Delhi power meters inflate bills 2.5 pc: Competition panel

Consumers may finally get some answers about the mystery behind their power meter's speed, which they often suspect causes inflated electricity bills. The Competition Commission of India (CCI) has found that more than 90 per cent of the meters in the city, installed by discoms, show 2.5 per cent more than the actual reading.

In its investigation report, the CCI has found the Anil Ambani group-owned BSES and the Tata group-owned NDPL guilty of indulging in anti-competitive practices by abusing their dominant position in the meter market.

The investigation report goes on to say that "more than 90 per cent of the meters are running 2.5 per cent more than the actual reading which means that the total turnover of these companies is 2.5 per cent extra owing to the extra bills charged from customers due to faulty meters," sources told The Indian Express.

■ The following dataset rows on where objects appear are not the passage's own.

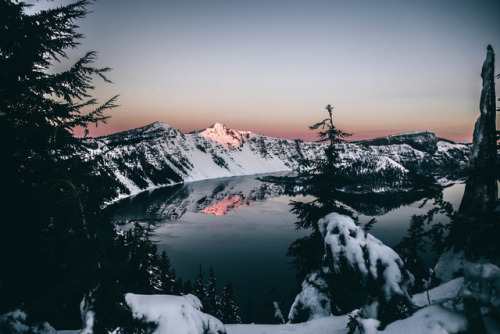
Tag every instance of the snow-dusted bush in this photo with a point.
(14, 322)
(358, 271)
(173, 314)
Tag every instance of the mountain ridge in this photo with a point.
(158, 155)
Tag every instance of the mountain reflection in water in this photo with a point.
(243, 227)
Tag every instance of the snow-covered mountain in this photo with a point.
(158, 154)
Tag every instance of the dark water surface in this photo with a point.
(242, 227)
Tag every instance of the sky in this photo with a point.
(387, 66)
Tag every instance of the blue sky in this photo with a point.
(271, 66)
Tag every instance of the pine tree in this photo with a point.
(212, 303)
(229, 307)
(51, 224)
(326, 169)
(188, 287)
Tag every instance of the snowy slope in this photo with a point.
(158, 154)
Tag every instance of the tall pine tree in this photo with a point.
(212, 303)
(229, 307)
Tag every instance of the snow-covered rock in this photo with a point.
(174, 314)
(360, 261)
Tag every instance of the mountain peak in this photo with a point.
(224, 136)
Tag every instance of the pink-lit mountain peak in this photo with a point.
(225, 136)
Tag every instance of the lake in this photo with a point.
(242, 227)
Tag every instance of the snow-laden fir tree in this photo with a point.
(167, 274)
(199, 289)
(212, 304)
(326, 169)
(358, 271)
(56, 241)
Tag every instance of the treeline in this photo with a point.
(147, 271)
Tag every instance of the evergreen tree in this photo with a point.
(326, 169)
(52, 224)
(212, 303)
(229, 307)
(410, 249)
(249, 313)
(167, 274)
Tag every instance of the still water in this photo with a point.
(242, 227)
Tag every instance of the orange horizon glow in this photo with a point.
(458, 132)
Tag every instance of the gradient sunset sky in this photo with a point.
(387, 66)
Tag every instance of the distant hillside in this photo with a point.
(158, 155)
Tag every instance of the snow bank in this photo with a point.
(174, 314)
(329, 325)
(430, 320)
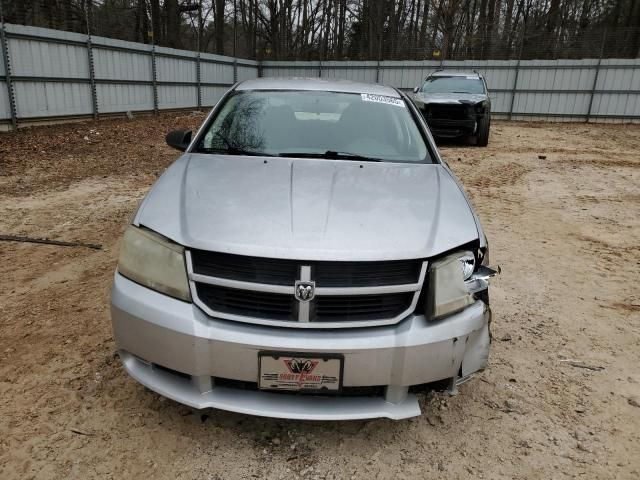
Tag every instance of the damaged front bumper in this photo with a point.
(175, 349)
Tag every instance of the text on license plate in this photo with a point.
(299, 372)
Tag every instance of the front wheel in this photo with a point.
(483, 131)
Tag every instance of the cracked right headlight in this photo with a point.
(448, 291)
(155, 262)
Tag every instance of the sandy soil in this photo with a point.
(565, 229)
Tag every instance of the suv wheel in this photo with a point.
(482, 139)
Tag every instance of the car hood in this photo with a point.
(459, 98)
(309, 209)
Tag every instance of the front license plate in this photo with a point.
(300, 372)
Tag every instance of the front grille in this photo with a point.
(447, 112)
(248, 303)
(255, 289)
(285, 272)
(247, 269)
(366, 274)
(362, 307)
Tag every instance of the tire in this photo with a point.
(484, 124)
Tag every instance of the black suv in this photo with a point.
(455, 105)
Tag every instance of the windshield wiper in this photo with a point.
(331, 155)
(232, 149)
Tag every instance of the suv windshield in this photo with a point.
(316, 124)
(454, 84)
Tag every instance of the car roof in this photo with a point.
(317, 84)
(445, 73)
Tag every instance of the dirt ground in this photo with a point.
(561, 398)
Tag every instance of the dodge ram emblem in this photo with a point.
(305, 291)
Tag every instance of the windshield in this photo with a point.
(457, 84)
(316, 124)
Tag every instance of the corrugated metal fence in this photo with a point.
(48, 74)
(576, 90)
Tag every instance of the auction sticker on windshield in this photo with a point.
(308, 373)
(369, 97)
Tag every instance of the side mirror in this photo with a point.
(179, 139)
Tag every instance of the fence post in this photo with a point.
(379, 57)
(154, 73)
(597, 74)
(7, 71)
(92, 74)
(199, 79)
(154, 80)
(514, 90)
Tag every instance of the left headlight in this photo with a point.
(454, 282)
(153, 261)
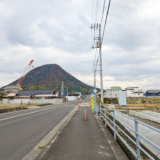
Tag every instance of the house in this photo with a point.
(78, 93)
(72, 97)
(99, 94)
(36, 94)
(153, 93)
(113, 92)
(134, 92)
(13, 88)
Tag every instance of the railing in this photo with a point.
(103, 115)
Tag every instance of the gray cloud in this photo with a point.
(58, 32)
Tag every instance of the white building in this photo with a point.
(134, 92)
(113, 92)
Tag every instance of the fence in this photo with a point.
(134, 129)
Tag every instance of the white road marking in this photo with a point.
(59, 105)
(26, 114)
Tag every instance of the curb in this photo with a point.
(35, 152)
(117, 150)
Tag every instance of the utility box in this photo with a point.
(122, 99)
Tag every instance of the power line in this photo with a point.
(105, 20)
(103, 10)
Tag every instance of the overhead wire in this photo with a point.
(105, 21)
(104, 28)
(103, 11)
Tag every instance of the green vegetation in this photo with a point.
(41, 147)
(50, 77)
(143, 100)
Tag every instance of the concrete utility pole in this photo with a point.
(100, 54)
(99, 45)
(95, 79)
(62, 88)
(67, 91)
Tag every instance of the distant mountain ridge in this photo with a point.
(50, 76)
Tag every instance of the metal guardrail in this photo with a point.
(103, 116)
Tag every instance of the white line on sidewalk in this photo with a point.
(26, 114)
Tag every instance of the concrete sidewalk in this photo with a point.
(81, 140)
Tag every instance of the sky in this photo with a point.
(57, 32)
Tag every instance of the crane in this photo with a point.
(24, 74)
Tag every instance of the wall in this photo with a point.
(36, 101)
(112, 93)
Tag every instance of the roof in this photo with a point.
(153, 91)
(73, 94)
(33, 92)
(116, 88)
(12, 87)
(137, 92)
(131, 88)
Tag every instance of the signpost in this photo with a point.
(95, 104)
(92, 102)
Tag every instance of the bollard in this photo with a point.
(114, 126)
(105, 116)
(85, 115)
(137, 139)
(100, 112)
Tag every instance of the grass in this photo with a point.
(133, 108)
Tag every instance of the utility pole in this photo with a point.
(100, 54)
(95, 79)
(98, 45)
(62, 88)
(67, 91)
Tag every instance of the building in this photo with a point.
(13, 88)
(78, 93)
(113, 92)
(72, 97)
(36, 94)
(153, 93)
(134, 92)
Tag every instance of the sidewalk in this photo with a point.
(81, 140)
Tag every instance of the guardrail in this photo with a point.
(103, 115)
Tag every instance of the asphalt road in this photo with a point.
(20, 131)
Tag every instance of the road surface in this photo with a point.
(20, 131)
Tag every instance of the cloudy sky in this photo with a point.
(57, 32)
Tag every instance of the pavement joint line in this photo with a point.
(35, 152)
(68, 103)
(26, 114)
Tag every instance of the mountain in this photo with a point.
(50, 76)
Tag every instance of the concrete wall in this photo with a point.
(36, 101)
(112, 93)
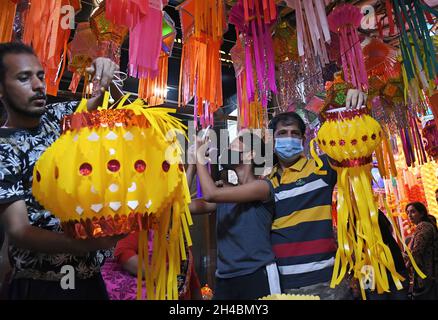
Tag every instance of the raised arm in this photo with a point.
(102, 70)
(22, 234)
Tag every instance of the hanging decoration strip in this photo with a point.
(203, 25)
(430, 134)
(110, 36)
(288, 68)
(7, 16)
(412, 142)
(154, 88)
(420, 65)
(254, 18)
(251, 115)
(49, 40)
(349, 138)
(381, 60)
(312, 28)
(82, 50)
(344, 20)
(430, 183)
(141, 17)
(104, 187)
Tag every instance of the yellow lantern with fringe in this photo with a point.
(349, 138)
(115, 171)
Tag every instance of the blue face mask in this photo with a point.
(287, 148)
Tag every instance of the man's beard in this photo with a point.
(34, 114)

"These discoms have been found guilty of extra, illegal overcharging on account of anti-competitive practices," the sources said.

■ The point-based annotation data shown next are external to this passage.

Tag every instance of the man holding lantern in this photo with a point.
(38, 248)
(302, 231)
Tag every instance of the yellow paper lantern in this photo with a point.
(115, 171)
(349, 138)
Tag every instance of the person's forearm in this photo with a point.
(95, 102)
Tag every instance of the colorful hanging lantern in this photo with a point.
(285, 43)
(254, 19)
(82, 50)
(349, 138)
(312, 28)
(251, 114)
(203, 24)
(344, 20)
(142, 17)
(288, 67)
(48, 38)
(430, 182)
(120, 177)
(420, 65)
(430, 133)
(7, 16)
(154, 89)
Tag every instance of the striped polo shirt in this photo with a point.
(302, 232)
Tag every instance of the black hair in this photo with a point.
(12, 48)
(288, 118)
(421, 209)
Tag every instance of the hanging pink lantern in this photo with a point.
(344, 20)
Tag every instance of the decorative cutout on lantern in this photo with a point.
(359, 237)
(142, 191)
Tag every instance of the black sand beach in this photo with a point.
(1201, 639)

The issue of faulty meters came up last year in September when an aggrieved customer knocked the doors of the CCI, alleging that the meters installed by the discoms were faulty and demanded a penalty to the extent of 10 per cent of their average turnover for their monopoly-like behaviour. According to the complainant, the companies purchase and install the meters on their own and consumers are not allowed to buy the BIS standard manufactured meters.

When contacted, a BSES spokesperson said, "CCI has issued a notice to all Delhi discoms for alleged violation of section 3 and 4 of Competition Act asking them to file reply/objection by 31 March. Discoms have sought more time".

An NDPL spokesperson said they had received a notice from the CCI and were weighing various legal opinions on the issue. A ministry official said this may pave the way for bringing in genuine competition in the power sector.